Publish CAA records to restrict certificate issuance. CAA records complement DNSSEC by declaring which CAs can issue certificates for your domain:

example.com.  IN  CAA  0 issue "letsencrypt.org"
example.com.  IN  CAA  0 iodef "mailto:security@example.com"

Configure proper NS records with multiple nameservers on diverse networks for resilience.

Monitor DNS configuration through regular scanning to detect unauthorized changes, dangling records, and configuration drift.

What Organizations Should Consider

For enterprise networks: Evaluate deploying internal DoH or DoT resolvers that provide encrypted DNS while maintaining organizational visibility and filtering capabilities. This gives employees privacy from external observers while preserving the organization's ability to enforce security policies.

For compliance: DNSSEC may be relevant to compliance requirements.
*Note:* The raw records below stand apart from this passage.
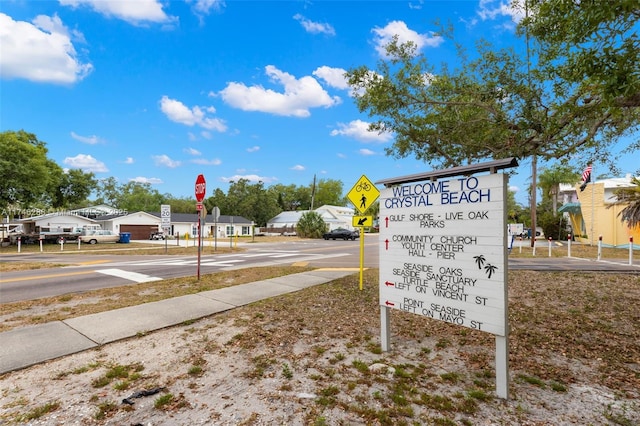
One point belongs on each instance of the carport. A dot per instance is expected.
(139, 232)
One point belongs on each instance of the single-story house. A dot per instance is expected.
(139, 224)
(142, 224)
(224, 227)
(333, 216)
(55, 222)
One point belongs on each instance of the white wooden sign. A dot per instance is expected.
(442, 251)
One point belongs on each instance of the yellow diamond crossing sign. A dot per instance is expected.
(363, 194)
(359, 221)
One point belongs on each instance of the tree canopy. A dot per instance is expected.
(30, 179)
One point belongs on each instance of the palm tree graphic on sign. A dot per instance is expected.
(490, 269)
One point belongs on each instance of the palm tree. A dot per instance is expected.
(631, 197)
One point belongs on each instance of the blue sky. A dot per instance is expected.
(161, 91)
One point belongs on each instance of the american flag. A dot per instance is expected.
(586, 175)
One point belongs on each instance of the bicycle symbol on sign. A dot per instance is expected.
(363, 186)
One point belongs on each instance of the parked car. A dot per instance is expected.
(99, 236)
(341, 233)
(157, 236)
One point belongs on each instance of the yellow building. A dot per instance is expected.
(593, 214)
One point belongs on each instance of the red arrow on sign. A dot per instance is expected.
(201, 188)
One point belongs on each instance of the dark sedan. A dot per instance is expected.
(341, 233)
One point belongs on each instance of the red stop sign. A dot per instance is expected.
(201, 188)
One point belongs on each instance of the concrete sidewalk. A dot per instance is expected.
(23, 347)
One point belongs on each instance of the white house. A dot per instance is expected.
(55, 222)
(140, 224)
(333, 216)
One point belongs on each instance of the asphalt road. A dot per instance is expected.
(90, 272)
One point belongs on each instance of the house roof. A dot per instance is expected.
(50, 215)
(288, 216)
(193, 217)
(573, 208)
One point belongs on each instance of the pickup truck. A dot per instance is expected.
(341, 233)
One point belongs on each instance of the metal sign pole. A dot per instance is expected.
(199, 241)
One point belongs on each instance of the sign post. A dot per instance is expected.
(215, 212)
(362, 195)
(443, 252)
(165, 222)
(200, 191)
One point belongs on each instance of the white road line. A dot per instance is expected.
(131, 276)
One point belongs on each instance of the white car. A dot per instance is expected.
(100, 236)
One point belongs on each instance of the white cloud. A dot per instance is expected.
(205, 162)
(299, 95)
(152, 181)
(314, 27)
(164, 160)
(399, 28)
(91, 140)
(492, 9)
(41, 52)
(86, 163)
(192, 151)
(358, 130)
(250, 178)
(333, 76)
(178, 112)
(134, 12)
(204, 7)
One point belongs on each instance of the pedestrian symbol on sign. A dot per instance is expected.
(363, 194)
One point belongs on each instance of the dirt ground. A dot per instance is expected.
(314, 358)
NIST 800-53 recommends DNSSEC, and frameworks like PCI-DSS and HIPAA that require data integrity protection can consider DNSSEC as a supporting control for DNS-dependent communications.

For monitoring: Understand that DoH adoption among browsers means you may have reduced visibility into DNS queries from endpoint devices. Adjust monitoring strategies accordingly -- endpoint-level DNS monitoring may need to supplement network-level monitoring.

What CyberShield Checks

CyberShield's DNS module evaluates the domain owner's side of DNS security:

• DNSSEC: Whether DNSSEC is enabled and properly validated for your domains
• CAA records: Whether certificate authority restrictions are published
• NS configuration: Whether nameservers are properly configured with redundancy
• Zone transfer: Whether zone transfers are restricted to authorized servers
• DNS record health: SOA configuration, consistency checks, and record hygiene

These checks ensure that regardless of whether users access your domain through traditional DNS, DoT, or DoH, the DNS data they receive is authentic and your domain infrastructure is properly secured. The client-side privacy choice (DoT vs DoH vs plaintext) is the user's decision. The server-side integrity guarantee (DNSSEC) is yours.